Execs share upbeat outlook on future biz environment
Editor's Note: The 20th National Congress of the Communist Party of China is to start a new chapter in the saga of reform and opening-up that energized the Chinese economy over the last four decades and made it the world's second-largest. It also sets the tone for improving the business environment for global firms, big and small, operating in the country. China Daily publishes a series of Q&As with business executives from leading MNCs featuring their outlook for the Chinese economy as well as their hopes for the future prospects of their businesses in China.
Q1 Against the backdrop of a much-troubled global economy, how will China's economy likely perform going forward, given that it has already made immense contributions to the tasks of stabilizing both the global supply chain and the world economy?

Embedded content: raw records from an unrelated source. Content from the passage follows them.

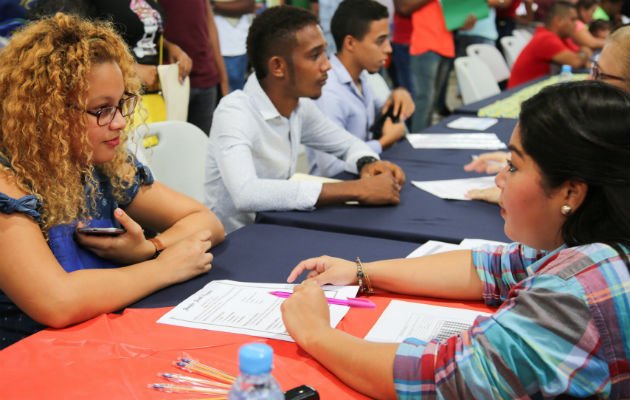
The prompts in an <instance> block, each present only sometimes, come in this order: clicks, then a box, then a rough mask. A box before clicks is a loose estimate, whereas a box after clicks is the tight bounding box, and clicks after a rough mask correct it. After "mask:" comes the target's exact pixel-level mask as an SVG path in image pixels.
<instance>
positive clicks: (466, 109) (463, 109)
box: [453, 75, 551, 115]
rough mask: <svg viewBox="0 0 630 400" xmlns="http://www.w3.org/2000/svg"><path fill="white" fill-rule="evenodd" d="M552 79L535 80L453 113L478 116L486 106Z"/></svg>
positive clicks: (525, 83) (504, 90)
mask: <svg viewBox="0 0 630 400" xmlns="http://www.w3.org/2000/svg"><path fill="white" fill-rule="evenodd" d="M550 77H551V75H545V76H543V77H542V78H538V79H534V80H533V81H530V82H526V83H523V84H521V85H518V86H514V87H513V88H510V89H507V90H504V91H502V92H501V93H499V94H496V95H494V96H490V97H488V98H486V99H483V100H479V101H475V102H474V103H470V104H465V105H462V106H460V107H457V108H456V109H455V111H453V112H454V113H455V114H468V115H477V113H478V112H479V110H481V109H482V108H484V107H485V106H489V105H490V104H492V103H494V102H495V101H498V100H503V99H505V98H507V97H510V96H511V95H513V94H514V93H517V92H518V91H519V90H521V89H524V88H526V87H528V86H531V85H535V84H536V83H538V82H541V81H544V80H545V79H548V78H550Z"/></svg>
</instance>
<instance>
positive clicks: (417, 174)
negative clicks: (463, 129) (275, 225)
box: [257, 116, 516, 243]
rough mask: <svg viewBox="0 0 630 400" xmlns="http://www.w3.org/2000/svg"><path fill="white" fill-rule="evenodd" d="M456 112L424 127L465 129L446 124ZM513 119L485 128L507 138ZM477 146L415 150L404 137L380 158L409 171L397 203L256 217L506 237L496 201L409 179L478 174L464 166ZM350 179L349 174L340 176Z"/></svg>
mask: <svg viewBox="0 0 630 400" xmlns="http://www.w3.org/2000/svg"><path fill="white" fill-rule="evenodd" d="M458 117H460V116H451V117H449V118H448V119H446V120H444V121H442V122H441V123H439V124H437V125H435V126H433V127H431V128H429V129H427V130H425V131H423V132H424V133H430V132H445V133H455V132H463V131H461V130H454V129H449V128H446V124H447V123H448V122H450V121H452V120H453V119H455V118H458ZM515 124H516V120H514V119H500V120H499V123H498V124H496V125H494V126H493V127H491V128H489V129H488V130H487V131H488V132H494V133H496V134H497V135H498V136H499V138H500V139H501V140H502V141H504V142H505V143H507V142H508V141H509V137H510V134H511V132H512V129H513V128H514V125H515ZM480 152H482V151H479V150H417V149H413V148H412V147H411V145H410V144H409V142H408V141H407V140H402V141H400V142H399V143H397V144H396V145H394V146H393V147H392V148H390V149H388V150H387V151H385V152H384V153H383V154H382V157H383V159H385V160H390V161H392V162H395V163H397V164H398V165H400V166H401V167H402V168H403V170H404V171H405V173H406V175H407V182H406V183H405V185H404V186H403V189H402V191H401V202H400V204H399V205H398V206H385V207H362V206H348V205H338V206H327V207H322V208H320V209H317V210H314V211H310V212H306V211H268V212H260V213H257V222H259V223H267V224H277V225H287V226H295V227H302V228H309V229H318V230H325V231H331V232H341V233H350V234H357V235H365V236H375V237H382V238H387V239H394V240H405V241H412V242H415V243H423V242H425V241H427V240H431V239H433V240H442V241H446V242H451V243H459V242H460V241H461V240H462V239H464V238H481V239H490V240H499V241H508V239H507V237H506V236H505V234H504V233H503V220H502V218H501V216H500V214H499V208H498V206H497V205H494V204H488V203H485V202H481V201H456V200H443V199H440V198H438V197H436V196H433V195H431V194H429V193H427V192H425V191H423V190H420V189H418V188H415V187H413V186H412V185H411V183H410V182H411V181H412V180H438V179H458V178H471V177H474V176H479V175H477V174H470V173H467V172H465V171H464V170H463V166H464V164H466V163H468V162H469V161H470V160H471V159H472V155H474V154H479V153H480ZM339 177H340V178H342V179H353V178H355V177H353V176H352V175H350V174H343V175H341V176H339Z"/></svg>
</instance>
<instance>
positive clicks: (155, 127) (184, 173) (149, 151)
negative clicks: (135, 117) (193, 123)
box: [131, 121, 208, 203]
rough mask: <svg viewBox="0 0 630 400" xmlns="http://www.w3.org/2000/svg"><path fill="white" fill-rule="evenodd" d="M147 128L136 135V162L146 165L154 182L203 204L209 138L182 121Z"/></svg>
mask: <svg viewBox="0 0 630 400" xmlns="http://www.w3.org/2000/svg"><path fill="white" fill-rule="evenodd" d="M147 126H148V127H149V131H148V133H146V134H145V135H141V134H138V133H136V140H138V146H137V147H138V149H139V150H140V151H139V153H140V154H137V157H138V159H139V160H140V161H144V162H146V163H147V164H148V166H149V167H150V168H151V171H152V172H153V175H154V177H155V178H156V179H157V180H159V181H160V182H162V183H164V184H166V185H167V186H169V187H170V188H172V189H174V190H176V191H178V192H180V193H183V194H186V195H188V196H190V197H192V198H194V199H195V200H197V201H199V202H202V203H203V200H204V187H203V181H204V174H205V165H206V151H207V148H208V136H206V134H205V133H203V131H202V130H201V129H199V128H197V127H196V126H195V125H193V124H189V123H188V122H183V121H164V122H155V123H152V124H148V125H147ZM141 136H144V137H141ZM131 149H132V152H133V147H131ZM143 158H144V159H143Z"/></svg>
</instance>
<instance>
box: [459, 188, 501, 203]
mask: <svg viewBox="0 0 630 400" xmlns="http://www.w3.org/2000/svg"><path fill="white" fill-rule="evenodd" d="M500 195H501V189H499V188H498V187H496V186H495V187H491V188H484V189H472V190H469V191H468V192H466V198H468V199H470V200H483V201H487V202H488V203H496V204H498V203H499V196H500Z"/></svg>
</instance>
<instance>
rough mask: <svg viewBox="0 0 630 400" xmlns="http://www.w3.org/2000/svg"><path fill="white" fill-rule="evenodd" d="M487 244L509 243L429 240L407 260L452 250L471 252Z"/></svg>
mask: <svg viewBox="0 0 630 400" xmlns="http://www.w3.org/2000/svg"><path fill="white" fill-rule="evenodd" d="M486 244H492V245H505V244H507V243H504V242H497V241H495V240H486V239H468V238H467V239H464V240H462V241H461V242H460V243H459V244H454V243H447V242H441V241H439V240H428V241H427V242H426V243H424V244H422V245H420V246H419V247H418V248H417V249H415V250H414V251H412V252H411V253H409V254H408V255H407V257H405V258H416V257H422V256H428V255H431V254H438V253H444V252H446V251H452V250H466V249H468V250H470V249H473V248H475V247H479V246H483V245H486Z"/></svg>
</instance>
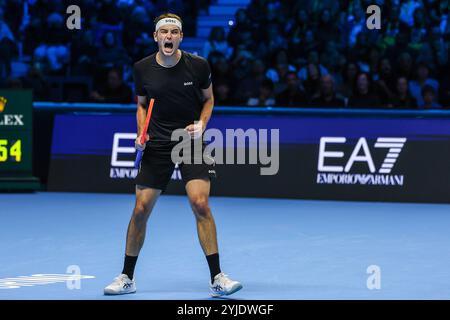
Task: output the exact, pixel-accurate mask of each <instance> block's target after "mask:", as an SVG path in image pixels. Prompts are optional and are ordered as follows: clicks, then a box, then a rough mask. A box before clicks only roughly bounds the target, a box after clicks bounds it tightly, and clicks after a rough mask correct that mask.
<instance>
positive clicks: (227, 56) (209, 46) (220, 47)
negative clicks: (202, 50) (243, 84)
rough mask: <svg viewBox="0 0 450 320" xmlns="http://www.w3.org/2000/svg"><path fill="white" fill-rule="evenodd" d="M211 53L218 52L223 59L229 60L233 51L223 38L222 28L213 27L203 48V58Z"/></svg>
mask: <svg viewBox="0 0 450 320" xmlns="http://www.w3.org/2000/svg"><path fill="white" fill-rule="evenodd" d="M212 51H219V52H220V53H222V54H223V55H224V56H225V58H227V59H229V58H230V56H231V54H232V52H233V49H232V48H231V47H230V46H229V45H228V42H227V41H226V38H225V30H224V29H223V28H222V27H213V28H212V30H211V33H210V35H209V39H208V41H206V42H205V45H204V47H203V56H204V57H205V58H208V56H209V54H210V53H211V52H212Z"/></svg>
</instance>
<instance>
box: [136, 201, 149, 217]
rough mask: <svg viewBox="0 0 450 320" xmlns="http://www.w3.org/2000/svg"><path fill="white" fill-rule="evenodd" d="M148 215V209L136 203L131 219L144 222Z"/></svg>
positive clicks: (146, 205)
mask: <svg viewBox="0 0 450 320" xmlns="http://www.w3.org/2000/svg"><path fill="white" fill-rule="evenodd" d="M149 214H150V208H149V207H148V206H147V205H145V204H143V203H139V202H138V203H136V205H135V207H134V210H133V217H134V219H135V220H139V221H145V220H147V217H148V215H149Z"/></svg>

MUKUND: We all know that Mother Earth has gone through many challenges over the past few years. As the world's second-largest economy, China has shown an amazing ability to actively face external disturbances and quickly adapt to the new normal. Its government organization is strong and orderly, its people united and optimistic, and its business environment vigorous and dynamic — this is the observation and experience of Benchmark ESG in its over 10 years of operation in China. In the future, China's economy will undoubtedly continue to maintain steady development and release more energy on the world stage.

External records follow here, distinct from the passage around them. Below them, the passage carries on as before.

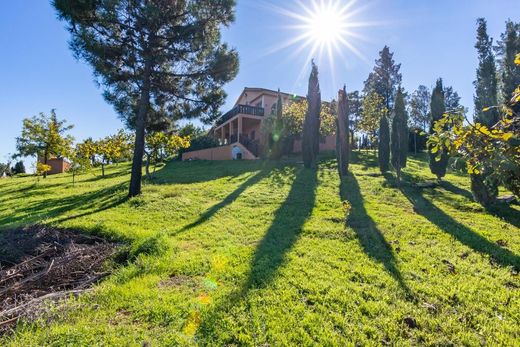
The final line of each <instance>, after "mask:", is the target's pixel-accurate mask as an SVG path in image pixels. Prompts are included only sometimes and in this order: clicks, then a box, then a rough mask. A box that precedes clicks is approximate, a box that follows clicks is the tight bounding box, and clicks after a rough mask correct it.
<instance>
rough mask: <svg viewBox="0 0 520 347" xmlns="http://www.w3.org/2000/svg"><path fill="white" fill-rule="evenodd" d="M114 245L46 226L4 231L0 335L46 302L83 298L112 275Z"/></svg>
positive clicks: (38, 308) (96, 237)
mask: <svg viewBox="0 0 520 347" xmlns="http://www.w3.org/2000/svg"><path fill="white" fill-rule="evenodd" d="M114 249H115V248H114V244H112V243H108V242H106V241H105V240H103V239H101V238H99V237H95V236H88V235H84V234H79V233H78V232H74V231H71V230H60V229H54V228H50V227H45V226H31V227H27V228H24V229H15V230H7V231H3V232H1V233H0V310H1V311H0V333H1V332H3V331H5V330H6V329H8V328H9V327H11V326H12V325H13V324H15V323H16V321H17V320H18V319H19V318H20V317H22V316H27V315H29V316H30V315H32V313H34V312H35V311H37V310H38V309H39V307H40V304H41V303H42V302H43V301H44V300H46V299H53V300H57V299H60V298H64V297H67V296H69V295H77V294H79V293H81V292H83V291H85V290H87V289H88V287H89V286H90V285H91V284H93V283H95V282H96V281H98V280H100V279H101V278H102V277H104V276H106V275H107V274H108V273H107V271H104V269H103V262H104V261H105V260H106V259H107V258H109V257H110V256H112V255H113V254H114Z"/></svg>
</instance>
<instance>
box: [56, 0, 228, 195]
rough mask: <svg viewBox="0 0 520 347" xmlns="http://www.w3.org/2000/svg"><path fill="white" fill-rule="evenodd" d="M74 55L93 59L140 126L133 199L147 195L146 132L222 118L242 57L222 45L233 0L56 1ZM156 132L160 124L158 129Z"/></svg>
mask: <svg viewBox="0 0 520 347" xmlns="http://www.w3.org/2000/svg"><path fill="white" fill-rule="evenodd" d="M53 5H54V7H55V9H56V11H57V13H58V17H59V18H60V19H62V20H64V21H65V22H66V23H67V27H68V29H69V31H70V33H71V36H72V38H71V41H70V47H71V49H72V51H73V52H74V55H75V56H76V57H77V58H79V59H82V60H84V61H86V62H87V63H89V64H90V65H91V66H92V68H93V69H94V75H95V77H96V80H97V82H99V83H100V84H101V85H102V86H103V87H104V93H103V94H104V97H105V99H106V100H107V101H108V102H109V103H111V104H112V105H114V108H115V109H116V111H117V112H118V113H119V114H120V116H121V118H122V119H123V120H124V121H125V122H126V124H127V125H128V126H129V127H131V128H132V129H135V146H134V157H133V161H132V162H133V166H132V175H131V178H130V187H129V196H130V197H132V196H136V195H139V194H140V192H141V178H142V160H143V154H144V147H145V132H146V130H149V129H150V128H151V125H157V124H158V125H159V127H161V128H162V127H163V126H164V125H165V124H166V125H167V124H169V123H171V122H164V120H167V119H168V118H169V119H173V120H176V119H180V118H185V117H199V118H203V119H205V120H206V121H209V120H212V117H215V116H218V114H219V113H218V108H219V107H220V106H221V105H222V104H223V102H224V99H225V96H226V95H225V92H224V91H223V89H222V86H223V85H224V84H225V83H226V82H228V81H230V80H231V79H233V78H234V77H235V76H236V74H237V72H238V54H237V52H236V51H235V50H233V49H230V48H229V47H228V46H227V45H226V44H223V43H221V42H220V39H221V35H220V31H221V29H222V28H223V27H225V26H227V25H229V24H230V23H231V22H232V21H233V20H234V7H235V2H234V1H233V0H208V1H196V0H187V1H181V2H172V1H146V0H137V1H124V0H114V1H87V2H84V1H80V2H71V1H69V0H54V1H53ZM155 130H157V129H155Z"/></svg>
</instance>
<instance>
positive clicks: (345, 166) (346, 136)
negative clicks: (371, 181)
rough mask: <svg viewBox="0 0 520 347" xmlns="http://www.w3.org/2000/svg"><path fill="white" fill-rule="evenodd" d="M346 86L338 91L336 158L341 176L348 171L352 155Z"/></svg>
mask: <svg viewBox="0 0 520 347" xmlns="http://www.w3.org/2000/svg"><path fill="white" fill-rule="evenodd" d="M348 112H349V111H348V99H347V90H346V86H343V89H342V90H341V89H340V90H339V92H338V115H337V120H336V124H337V130H336V139H337V145H336V158H337V162H338V170H339V174H340V175H341V176H345V175H346V174H347V173H348V166H349V157H350V140H349V138H350V137H349V113H348Z"/></svg>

WU: China remains one of the vital engines for global economic recovery. China's economic stability and sustainable growth are the biggest contributions to the stability of the world economy and global supply chain.
Despite challenges and pressures, the Chinese economy remains robust with strong resilience and ample potential. Economic performance will continue to improve along with a package of pro-growth policies put into practice.

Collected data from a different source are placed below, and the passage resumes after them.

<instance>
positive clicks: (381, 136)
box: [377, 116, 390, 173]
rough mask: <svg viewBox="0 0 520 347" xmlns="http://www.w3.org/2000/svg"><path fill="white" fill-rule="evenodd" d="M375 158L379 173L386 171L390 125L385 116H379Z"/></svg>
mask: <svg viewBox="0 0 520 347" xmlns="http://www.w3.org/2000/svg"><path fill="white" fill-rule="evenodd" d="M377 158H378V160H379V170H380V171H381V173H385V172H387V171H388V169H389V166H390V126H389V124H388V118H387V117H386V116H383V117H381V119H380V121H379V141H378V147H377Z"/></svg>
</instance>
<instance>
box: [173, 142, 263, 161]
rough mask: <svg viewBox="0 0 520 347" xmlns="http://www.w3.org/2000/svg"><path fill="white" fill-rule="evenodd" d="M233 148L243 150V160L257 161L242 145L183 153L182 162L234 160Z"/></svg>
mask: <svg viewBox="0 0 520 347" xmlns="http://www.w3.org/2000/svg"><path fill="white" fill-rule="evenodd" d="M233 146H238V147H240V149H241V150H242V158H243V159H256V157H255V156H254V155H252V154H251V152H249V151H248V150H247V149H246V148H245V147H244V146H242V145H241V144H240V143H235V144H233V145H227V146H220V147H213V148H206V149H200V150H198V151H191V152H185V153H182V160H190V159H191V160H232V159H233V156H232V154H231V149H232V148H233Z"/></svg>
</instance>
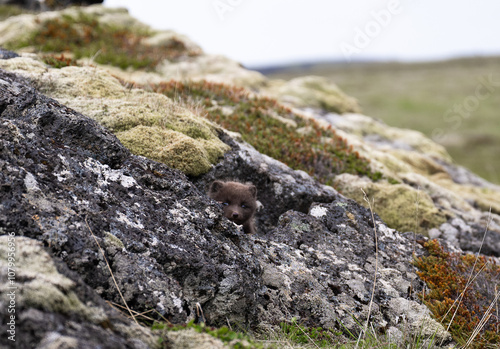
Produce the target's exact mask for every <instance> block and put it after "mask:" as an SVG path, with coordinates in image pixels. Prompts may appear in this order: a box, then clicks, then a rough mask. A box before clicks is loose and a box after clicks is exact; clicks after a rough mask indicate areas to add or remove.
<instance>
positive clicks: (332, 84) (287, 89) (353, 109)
mask: <svg viewBox="0 0 500 349" xmlns="http://www.w3.org/2000/svg"><path fill="white" fill-rule="evenodd" d="M264 91H265V92H266V93H269V94H270V95H272V96H275V97H277V98H278V99H279V100H280V101H282V102H285V103H290V104H292V105H294V106H297V107H314V108H321V109H325V110H327V111H331V112H335V113H340V114H343V113H349V112H351V113H357V112H360V107H359V105H358V102H357V101H356V99H355V98H353V97H350V96H348V95H346V94H345V93H344V92H342V91H341V90H340V88H338V86H337V85H335V84H334V83H332V82H330V81H329V80H328V79H326V78H324V77H320V76H305V77H300V78H295V79H292V80H290V81H287V82H284V81H280V80H276V81H272V82H269V84H268V87H266V89H265V90H264Z"/></svg>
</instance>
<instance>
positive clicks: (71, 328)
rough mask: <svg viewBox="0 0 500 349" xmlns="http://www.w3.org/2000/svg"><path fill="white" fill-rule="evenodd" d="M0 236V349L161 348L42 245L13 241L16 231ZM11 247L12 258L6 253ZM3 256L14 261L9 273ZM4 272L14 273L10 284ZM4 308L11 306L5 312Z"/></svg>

DHL Express firmly supports trade liberalization and has been active in contributing to stabilizing supply chain logistics by making investments to expand service infrastructure and adding air capacity in China.
BURRAGE: China is the world's second-largest economy and plays a very important role in the global supply chain. China's economy has shown great resilience during and after the peak of the COVID-19 pandemic and it is expected to continue growing. For now and in the future, with China transitioning to a more innovative and sustainable development model, we expect to see many opportunities arise from the upgrading of the economy. That provides foreign investors and companies such as Hays with opportunities to develop together with China's economy. From our perspective as a global expert in recruitment, China is a massive market and there are a great number of jobs out there for us to locate and consult on.
DEPOUX: The Chinese production system has shown quite extraordinary resilience in the second half of 2020 and 2021. This has continued to 2022, even though it was disturbed by COVID-19 resurgences. The Chinese supply chain has modernized in 2021 thanks to accelerated investment in automation and digitalization, financed by the surge in demand. Yet, the situation going forward in 2023 is going to be different because the global economy is slowing down due to inflation, tightening monetary policies and the impact of high energy prices. International demand may weaken Chinese exports, but there is also a scenario by which energy shortages cause disruptions in industrial chains such as chemicals and commodities in Europe. China's production system may, again, be able to stabilize the global supply chain by picking up the demand that cannot be met in Europe.
BOZEC: We remain confident in China's economy, as China continues to be an important driving force for global development and prosperity. We have forged strong ties with our Chinese partners over our two decades in the market. We look forward to meeting and working with new partners as well as our existing network, and creating more value while contributing to China's economic growth.